Dans l’après-midi, nous sommes allés voir la mer, moi et mon copain et celui-ci a même cru qu’il avait pris une photo, mais je crois que nous avons été sur le choc de voir des gens se baigner dans celle-ci, quand une cubaine est arrivée sur le quai et à crier après eux de sortir IMMÉDIATEMENT ! Le ciel était d’un gris pâle, l’eau était d’une couleur turquoise au menthe très pâle et le sable tout blanc, donnait une image assez spéciale monochrome. On voyait quelques tuiles de toit qui s’étaient envolées. Nous marchions quand même avec une crainte, mais la curiosité l’emportait.
Nous sommes donc retourner à notre chambre en soirée et pour y dormir avec la chaleur incroyable qu’il y faisait, car notre air climatisé ne fonctionnait pas. Dés le matin, nous étions levé à 6h00 du matin et à 7h00 nous nous sommes rendu au buffet. De cet endroit, une de nos animatrices nous a fait part que les autobus nous attendait pour retourner à notre hôtel dès que tout le monde sera préparé. Est-ce que je peux vous dire que nous avons mangé en vitesse et avons fait très vite d’aller chercher nos effets personnels et retourner prendre un autobus pour ENFIN nous ramener à nos hôtels ? En tout cas, on était super heureux et content de finalement retrouver notre petit coin de paradis. Nous avons encore pris le 2ième autobus pour nous ramener et on voyait ici et là des branches cassées un peu partout. Le ciel était gris, mais pas de pluie.

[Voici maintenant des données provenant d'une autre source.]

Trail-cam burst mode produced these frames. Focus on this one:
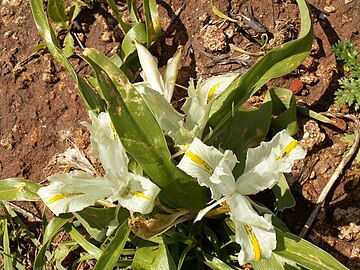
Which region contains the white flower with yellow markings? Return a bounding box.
[38,112,160,215]
[134,42,239,148]
[178,130,306,264]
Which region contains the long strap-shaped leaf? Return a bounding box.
[204,0,313,144]
[83,49,209,209]
[33,214,72,270]
[30,0,104,112]
[94,220,130,270]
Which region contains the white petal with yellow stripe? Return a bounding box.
[227,193,276,264]
[236,130,306,195]
[37,171,112,215]
[178,138,237,200]
[108,173,160,214]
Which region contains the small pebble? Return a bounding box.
[324,6,336,13]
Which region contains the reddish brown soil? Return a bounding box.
[0,0,360,268]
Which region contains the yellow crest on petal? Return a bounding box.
[185,151,214,175]
[244,224,261,261]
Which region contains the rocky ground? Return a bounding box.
[0,0,360,268]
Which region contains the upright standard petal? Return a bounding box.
[236,130,306,195]
[178,138,237,200]
[227,193,276,265]
[135,41,164,95]
[38,171,112,215]
[109,173,160,214]
[82,111,129,175]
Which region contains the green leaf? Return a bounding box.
[214,100,272,178]
[94,220,130,270]
[267,87,298,135]
[121,22,147,61]
[196,251,234,270]
[64,32,75,57]
[33,214,72,270]
[30,0,104,112]
[69,1,81,22]
[149,0,161,38]
[204,0,313,144]
[83,49,209,209]
[297,106,333,123]
[64,223,102,259]
[132,238,177,270]
[272,174,296,211]
[0,178,41,201]
[251,253,304,270]
[107,0,130,34]
[54,241,79,263]
[273,228,348,270]
[0,219,13,270]
[73,207,129,242]
[48,0,70,29]
[178,243,196,270]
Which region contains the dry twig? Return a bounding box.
[300,113,360,237]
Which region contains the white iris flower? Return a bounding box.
[178,130,306,264]
[134,42,239,146]
[38,112,160,215]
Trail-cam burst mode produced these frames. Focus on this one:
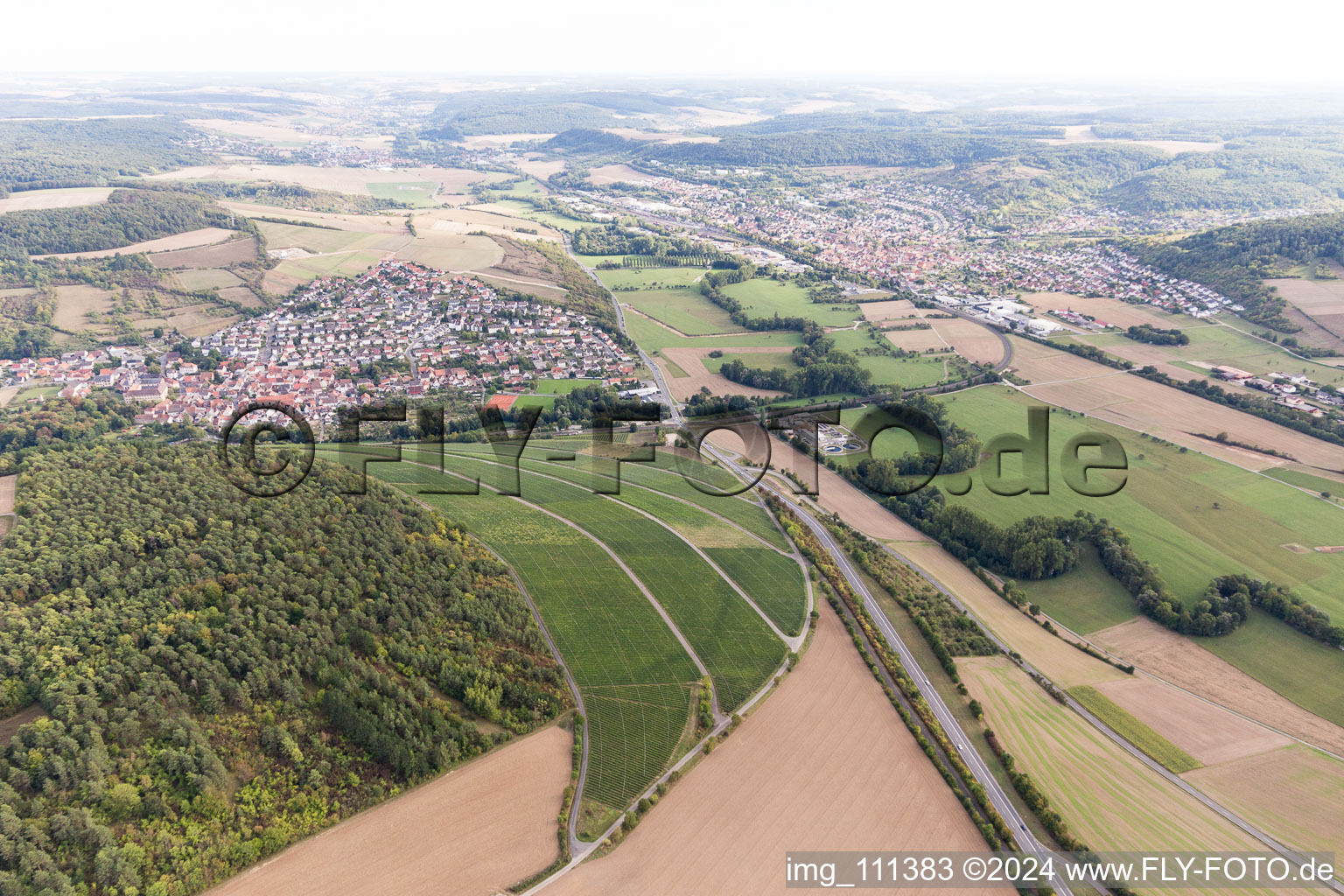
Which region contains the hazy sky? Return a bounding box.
[10,0,1344,86]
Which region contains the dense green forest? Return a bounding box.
[0,442,569,896]
[634,125,1344,215]
[0,189,246,256]
[642,130,1031,168]
[1125,214,1344,332]
[0,118,204,196]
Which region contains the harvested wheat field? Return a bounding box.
[1264,274,1344,349]
[208,727,572,896]
[1018,293,1188,328]
[458,133,555,149]
[1010,337,1344,470]
[0,186,111,215]
[1088,617,1344,753]
[891,540,1128,688]
[178,268,242,290]
[1096,676,1292,766]
[544,602,1012,896]
[219,286,262,308]
[32,227,243,259]
[770,438,928,542]
[51,284,117,332]
[394,230,504,271]
[1181,745,1344,853]
[886,328,948,352]
[654,346,783,402]
[0,703,47,746]
[926,317,1004,364]
[517,158,564,180]
[859,298,920,321]
[435,203,564,243]
[957,657,1306,893]
[219,201,410,234]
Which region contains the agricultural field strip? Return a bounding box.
[720,458,1344,892]
[403,449,807,631]
[424,442,793,554]
[365,454,785,710]
[397,455,785,712]
[360,467,703,808]
[966,658,1297,893]
[402,446,793,556]
[710,456,1070,896]
[395,445,802,650]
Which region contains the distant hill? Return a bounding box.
[0,118,206,195]
[1126,214,1344,333]
[0,189,246,256]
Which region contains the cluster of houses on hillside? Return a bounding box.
[1214,364,1344,417]
[605,167,1244,328]
[0,261,640,429]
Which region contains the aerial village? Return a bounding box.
[0,261,640,429]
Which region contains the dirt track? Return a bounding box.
[208,727,572,896]
[543,603,1011,896]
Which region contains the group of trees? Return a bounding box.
[719,321,873,397]
[572,224,718,256]
[0,438,569,896]
[1125,324,1189,346]
[0,189,246,256]
[0,113,204,196]
[1136,364,1344,444]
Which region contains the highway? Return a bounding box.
[566,229,1344,896]
[702,444,1071,896]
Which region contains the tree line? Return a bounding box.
[0,440,569,896]
[0,189,250,256]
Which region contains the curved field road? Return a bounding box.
[710,447,1073,896]
[741,458,1344,893]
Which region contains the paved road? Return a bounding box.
[704,446,1071,896]
[564,234,682,426]
[548,224,1344,896]
[762,491,1344,893]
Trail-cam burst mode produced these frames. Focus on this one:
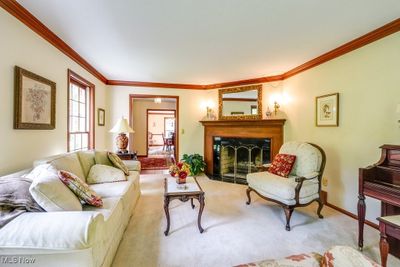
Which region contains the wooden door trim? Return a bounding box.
[129,94,179,160]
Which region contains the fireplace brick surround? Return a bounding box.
[200,119,286,179]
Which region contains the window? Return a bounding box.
[68,70,94,151]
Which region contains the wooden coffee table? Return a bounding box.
[164,177,205,236]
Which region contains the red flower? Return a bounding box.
[179,171,187,179]
[176,162,183,169]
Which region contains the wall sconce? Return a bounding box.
[274,101,281,116]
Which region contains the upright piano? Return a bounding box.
[357,145,400,257]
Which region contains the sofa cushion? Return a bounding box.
[58,170,103,207]
[107,152,129,175]
[94,151,113,166]
[279,141,322,176]
[90,172,139,212]
[50,153,86,181]
[268,154,296,178]
[83,197,123,241]
[27,164,82,211]
[86,164,126,184]
[77,150,96,178]
[236,252,322,267]
[323,246,380,267]
[247,172,318,200]
[123,160,141,172]
[0,211,104,250]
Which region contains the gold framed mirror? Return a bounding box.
[218,84,262,120]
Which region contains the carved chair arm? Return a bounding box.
[294,177,307,204]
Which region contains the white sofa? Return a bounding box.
[0,151,141,267]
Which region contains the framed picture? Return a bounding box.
[14,66,56,130]
[315,93,339,126]
[97,108,106,126]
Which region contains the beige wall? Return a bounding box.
[108,86,217,158]
[282,33,400,221]
[130,99,176,155]
[0,8,108,175]
[107,82,284,158]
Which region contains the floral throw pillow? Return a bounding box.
[58,170,103,207]
[268,154,296,178]
[107,152,129,176]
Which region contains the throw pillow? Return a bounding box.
[58,170,103,207]
[29,164,82,211]
[268,154,296,178]
[86,164,126,184]
[94,151,113,166]
[108,152,129,176]
[78,150,96,177]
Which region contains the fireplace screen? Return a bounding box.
[213,137,271,183]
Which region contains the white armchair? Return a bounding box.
[246,142,326,231]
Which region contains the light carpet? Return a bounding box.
[113,174,400,267]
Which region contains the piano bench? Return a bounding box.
[377,215,400,267]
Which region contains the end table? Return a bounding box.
[116,151,137,160]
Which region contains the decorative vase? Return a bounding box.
[115,133,129,153]
[176,176,186,184]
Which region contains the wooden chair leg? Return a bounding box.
[246,187,252,205]
[283,207,294,231]
[317,199,324,219]
[379,223,389,267]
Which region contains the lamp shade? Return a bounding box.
[396,104,400,114]
[110,117,135,133]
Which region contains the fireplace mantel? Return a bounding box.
[200,119,286,127]
[200,119,286,175]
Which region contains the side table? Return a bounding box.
[164,177,205,236]
[116,152,137,160]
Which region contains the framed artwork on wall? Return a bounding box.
[14,66,56,130]
[97,108,106,126]
[315,93,339,127]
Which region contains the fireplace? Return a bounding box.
[212,136,271,184]
[201,119,285,183]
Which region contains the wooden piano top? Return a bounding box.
[359,145,400,206]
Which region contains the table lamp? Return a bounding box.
[110,117,135,153]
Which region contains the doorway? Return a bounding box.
[129,94,179,170]
[147,109,176,158]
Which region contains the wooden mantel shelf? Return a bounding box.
[200,119,286,175]
[200,119,286,127]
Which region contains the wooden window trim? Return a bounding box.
[67,69,96,152]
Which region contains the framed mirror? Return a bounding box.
[218,84,262,120]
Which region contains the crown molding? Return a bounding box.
[283,18,400,79]
[0,0,400,90]
[107,80,207,90]
[0,0,107,83]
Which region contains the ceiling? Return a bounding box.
[17,0,400,84]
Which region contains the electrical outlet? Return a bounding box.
[322,177,328,186]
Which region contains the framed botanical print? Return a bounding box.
[97,108,106,126]
[315,93,339,127]
[14,66,56,130]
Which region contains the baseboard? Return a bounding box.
[321,191,379,230]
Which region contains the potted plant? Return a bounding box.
[182,154,206,176]
[169,161,190,184]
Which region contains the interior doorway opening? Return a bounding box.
[147,109,176,158]
[129,95,179,170]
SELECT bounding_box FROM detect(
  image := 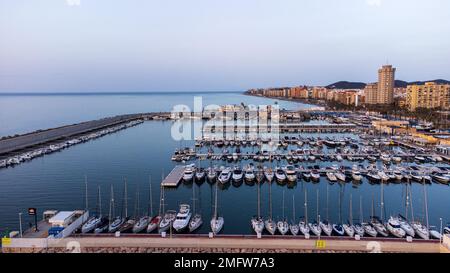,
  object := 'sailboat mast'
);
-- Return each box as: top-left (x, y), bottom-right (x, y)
top-left (292, 194), bottom-right (295, 222)
top-left (316, 189), bottom-right (320, 223)
top-left (304, 188), bottom-right (308, 224)
top-left (148, 175), bottom-right (153, 216)
top-left (349, 194), bottom-right (353, 225)
top-left (97, 186), bottom-right (102, 218)
top-left (84, 175), bottom-right (89, 211)
top-left (423, 183), bottom-right (429, 229)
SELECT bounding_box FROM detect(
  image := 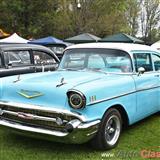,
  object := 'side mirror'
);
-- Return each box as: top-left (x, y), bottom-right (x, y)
top-left (138, 67), bottom-right (145, 75)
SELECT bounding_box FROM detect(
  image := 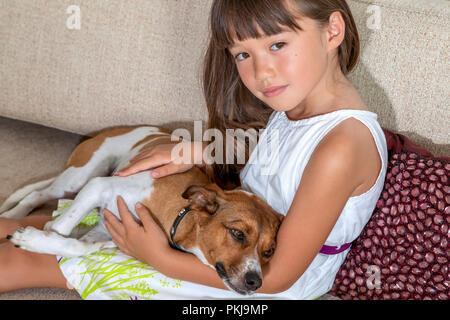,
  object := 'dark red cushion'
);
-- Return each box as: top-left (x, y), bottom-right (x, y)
top-left (330, 151), bottom-right (450, 300)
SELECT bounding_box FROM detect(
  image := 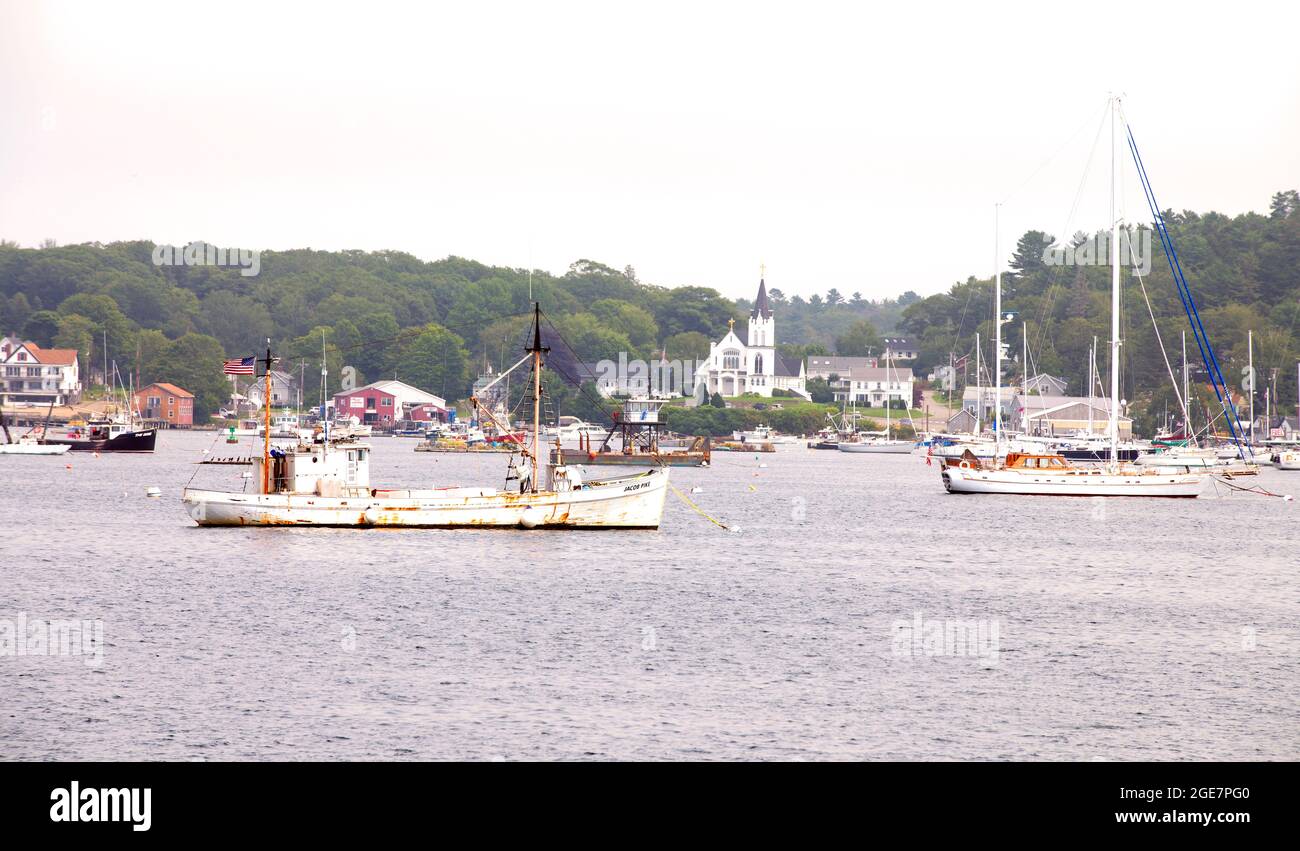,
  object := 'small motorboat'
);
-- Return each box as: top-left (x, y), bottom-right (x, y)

Quand nous sommes arrivés à notre hôtel, il y avait toutes les femmes de chambres qui étaient là à balayer tout le tour de la piscine, le bar, le restaurant et le halle d’entrée, un autre qui nettoyait la piscine de branches et de feuilles qui étaient tombées dans celle-ci. Notre trottoir était complètement déblayé des branches qui étaient tombés que nous pouvions apercevoir sur les côtés un peu partout. Un autre jardinier qui ramassait les branches et qui remplissaient de gros cubes sur roulettes. Quand nous avons enfin arrivé à notre chambre, tout était intact à notre grand bonheur. Nous avons remis nos valises en place et avons pris une bonne douche et ensuite enfilé nos maillots et avons retourné à la plage et pour constater que celle-ci était encore très belle, mais l’eau était brouillée. On voyait la hauteur que l’eau avait montée et c’était beaucoup quand même. Ceci a quand même fait en sorte que la plage était encore plus belle qu’avant. Nous avons détaché les chaises des arbres pour les remettre en place dessous les palapas, un seul palapas était tombé. Nous avons donc passé la journée du samedi à la mer à se baigner toute la journée encore une fois. L’eau était froide, mais très bien pour la baignade. Plus que la journée avançait et plus que l’eau redevenait limpide et toute belle. La vie continue et les cubains connaissent bien comment procéder quand les ouragans arrivent. Un spectacle a quand même eu lieu le soir et tout le monde était plus près des uns des autres. Tout le monde se souriait, on a connu des gens pendant ce jour d’ouragan et nous étions souvent ensemble par la suite.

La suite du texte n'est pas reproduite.